Figure 1(a) details the (DVFS information flow) inside the simulation framework. Starting from the predictive technology models (PTM) [Zhao and Cao 2006], a 45nm PLL SPICE circuit has been developed to extract the worst-case power and timing. The power information is added to Orion2.0, while the timing data is used to develop a MATLAB-based PLL model which has been implemented in GEM5. Such a model is fully characterized by exploiting the user information provided for each simulated scenario, reporting the percentage of overshooting and the transient response time of the PLL; see Section 3.2 for a complete description of the configurable parameters. Moreover, the event management system of the simulator has been extended to support the possibility of moving already scheduled events between different simulation times, a feature required to implement DFS behavior. In particular, we needed a framework capable of grouping all those events scheduled for a single component and move them forward or backward with respect to the actual scheduled time. Changing the frequency of a component entails moving already scheduled events to the new time they will need to be processed, considering the frequency change, and storing the new frequency value in such a way that all subsequently generated events will be scheduled at the appropriate time. Both the VFI partitions as well as resynchronizers are not directly observable in the information flow, since they are integrated into GEM5 without exchanging information with the rest of the simulation framework. Finally, we considered a delay model for the voltage regulator to be used to mimic the need to raise the voltage before increasing the frequency. The worst-case power values for the voltage regulator have been taken from the commercial LTC3589 [Linear Technologies 2013]. In such a way we can accurately mimic the DVFS actuator. It is worth noticing that neglecting to accurately consider the dynamics of the voltage regulator does not invalidate the DVFS model, since PLL dynamic behavior always dominates the DVFS response. In particular, when a frequency increase is required, the voltage regulator intervenes in advance to properly set the voltage in order to support the new frequency that the PLL is imposing. On the contrary, when the frequency is moved down the PLL immediately starts decreasing the frequency, while the voltage will follow without



Fig. 2. Logic view of the proposed simulation toolchain.

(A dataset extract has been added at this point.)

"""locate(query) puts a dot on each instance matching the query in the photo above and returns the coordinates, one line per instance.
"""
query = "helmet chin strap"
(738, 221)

imposing any additional delay. For the sake of conciseness, avoiding a discussion on such model in a specific section, we assumed a voltage regulator delay of 5us and a worst-case power consumption of 2.5mA at 1V when considering a single router, as observed during SPICE-level simulation of the LTC3589 component [Linear Technologies 2013].

Power Gating information flow is depicted in Figure 1(b). Similarly to the DVFS, the different modules are properly executed at runtime, at compile time, or during runtime initialization in order to minimize the simulation overhead. Again, the policy module can send power gating signals on a per-router basis using the provided power and performance information received by the simulation engine. The SPICE-based sleep transistor MOS characterization module allows to derive approximate while accurate functions capturing MOS parameters, starting from the SPICE PTM for different technology nodes. Such functions allow to skip all SPICE executions during the runtime simulation stage. The power gating network design and optimization module is tailored to design the power network around specific micro-architectural blocks, allowing to specify additional constraints on the optimization procedure. In such a way, it is possible to derive a power network for different components inside the multicore architecture that have different requirements and goals. The cycle-accurate power-performance simulator module simulates multicore architectures augmented with all the designed power gating networks for each selected multicore logic block. This choice makes possible to evaluate power consumption, and eventually the saved leakage power due to gated components. Timing information and overheads can also be obtained.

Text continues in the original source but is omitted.